Just the name McKelligon Canyon brings back fond memories from my childhood of picnicking and hiking here. The canyon is now part of the Franklin Mountains State Park. The web site reports that developers were encroaching on pristine areas of Mount Franklin, so in 1979 the Texas Legislature passed a bill to protect the mountains. I was very glad to see the canyon pretty much the same as I remember it from my youth.
The picnic areas have been updated and enlarged. Note the cave in the background.
The Ron Coleman Trail leads to the cave and beyond, for those who want to hike the entire 3.5 miles along the top of the mountains.
Some hikers explored the shallow cave.
The Visitor Center was constructed in typical rock-wall style.
However, it’s closed on Sat-Sun so we weren’t able to visit. Too bad they don’t open on weekends when people usually have time off from work, and close on other days of the week.
An amphitheatre has been built, with a full schedule of performances. It was closed, too.
The old Pavilion is still there and is used for performances, too.
There are some nice vistas from the canyon. The large building on the left is William Beaumont Army Hospital, where one of my nieces was born 52 years ago. (Cloud cover made the rest of my pictures a bit hazy.)
The next part of our tour was Scenic Drive.
The drive snakes around the south end of Mt. Franklin and offers lots of scenic views of El Paso and Juarez, Mexico further to the south.
The Border Highway and the (currently) dry Rio Grande can be seen here, with Juarez on the other side. I grew up in the lower valley, not far from the US-Mexico border in a community called Lakeside.
With a population of about 800,000, El Paso stretches far and wide.
Downtown El Paso with Juarez in the background.
The city’s Police Academy is nestled in the side of the mountain.
Mt. Cristo Rey can be seen in the distance to the northwest, with its characteristic cross on top.
This mountain has a very interesting history, and is in Sunland Park, New Mexico, best known for the horse racing track, established in 1959 when I still lived in El Paso. In early 1964 my parents moved to the upper valley north of the park, and I continued attending high school in the lower valley for a few months to finish my senior year, commuting past the heavy traffic on Friday afternoons. There was no freeway then! The casino was added in 1999. It’s debatable whether Sunland Park, NM is actually within the geographical city limits of El Paso, TX, since there’s a shared zip code. The mountain, race track and casino are on the border of two countries and three states.
Driving through a historic district back to our motorhome at the Ft.
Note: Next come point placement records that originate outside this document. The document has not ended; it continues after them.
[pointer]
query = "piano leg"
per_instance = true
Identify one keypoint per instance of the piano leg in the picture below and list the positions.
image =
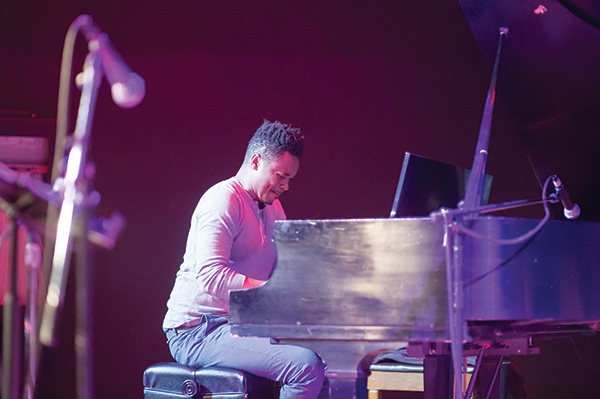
(437, 377)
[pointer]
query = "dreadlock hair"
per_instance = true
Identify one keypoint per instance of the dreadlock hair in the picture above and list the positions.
(272, 139)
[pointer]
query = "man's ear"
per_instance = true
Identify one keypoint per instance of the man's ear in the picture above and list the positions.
(255, 160)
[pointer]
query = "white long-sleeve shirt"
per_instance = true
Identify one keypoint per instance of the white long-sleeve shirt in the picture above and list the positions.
(229, 239)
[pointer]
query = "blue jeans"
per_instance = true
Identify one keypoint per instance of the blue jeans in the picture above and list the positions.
(211, 344)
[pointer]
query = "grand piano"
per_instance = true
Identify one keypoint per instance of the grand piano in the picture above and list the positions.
(349, 289)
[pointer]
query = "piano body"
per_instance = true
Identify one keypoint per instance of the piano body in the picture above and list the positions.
(349, 289)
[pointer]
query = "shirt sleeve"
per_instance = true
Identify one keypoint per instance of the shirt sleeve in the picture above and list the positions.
(217, 221)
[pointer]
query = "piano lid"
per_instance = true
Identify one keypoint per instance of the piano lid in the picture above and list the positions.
(549, 79)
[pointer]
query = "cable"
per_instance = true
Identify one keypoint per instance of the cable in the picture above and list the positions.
(521, 238)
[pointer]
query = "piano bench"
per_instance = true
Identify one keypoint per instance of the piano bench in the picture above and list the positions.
(174, 381)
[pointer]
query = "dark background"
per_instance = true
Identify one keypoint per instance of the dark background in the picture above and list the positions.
(365, 81)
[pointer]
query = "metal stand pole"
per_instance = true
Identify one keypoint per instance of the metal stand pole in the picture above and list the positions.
(12, 340)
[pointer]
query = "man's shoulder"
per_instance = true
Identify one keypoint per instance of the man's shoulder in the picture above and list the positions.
(222, 195)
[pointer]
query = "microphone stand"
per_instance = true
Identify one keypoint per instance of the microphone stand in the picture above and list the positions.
(453, 239)
(12, 324)
(73, 211)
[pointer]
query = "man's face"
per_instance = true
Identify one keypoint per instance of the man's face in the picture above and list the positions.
(273, 178)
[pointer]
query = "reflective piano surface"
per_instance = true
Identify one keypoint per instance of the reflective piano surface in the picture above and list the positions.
(349, 289)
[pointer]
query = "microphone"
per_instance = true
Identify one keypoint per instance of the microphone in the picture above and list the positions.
(571, 210)
(127, 88)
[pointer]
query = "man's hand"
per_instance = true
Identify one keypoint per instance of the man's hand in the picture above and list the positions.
(251, 283)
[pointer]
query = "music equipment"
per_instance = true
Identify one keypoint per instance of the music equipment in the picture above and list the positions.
(349, 289)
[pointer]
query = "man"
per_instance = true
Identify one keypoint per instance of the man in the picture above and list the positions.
(230, 247)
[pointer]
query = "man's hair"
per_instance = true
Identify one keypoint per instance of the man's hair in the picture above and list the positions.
(272, 139)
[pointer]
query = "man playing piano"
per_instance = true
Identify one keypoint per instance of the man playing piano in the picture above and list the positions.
(230, 247)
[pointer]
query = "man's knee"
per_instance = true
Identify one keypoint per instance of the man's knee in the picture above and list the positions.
(313, 364)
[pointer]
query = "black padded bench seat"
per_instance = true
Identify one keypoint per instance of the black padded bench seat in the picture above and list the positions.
(174, 381)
Bliss FamCamp, I caught a quick picture of Our Lady of Guadalupe Catholic Church, with a cornerstone date of July 7, 1929. Before I was born, my parents and older siblings lived not far from this area.
This was a pleasant visit that brought back some good memories for me, and showed Don some parts of El Paso that he hadn’t seen. Still, I don’t regret leaving El Paso to live in various other places, that now allow me to see and appreciate the area from a different perspective.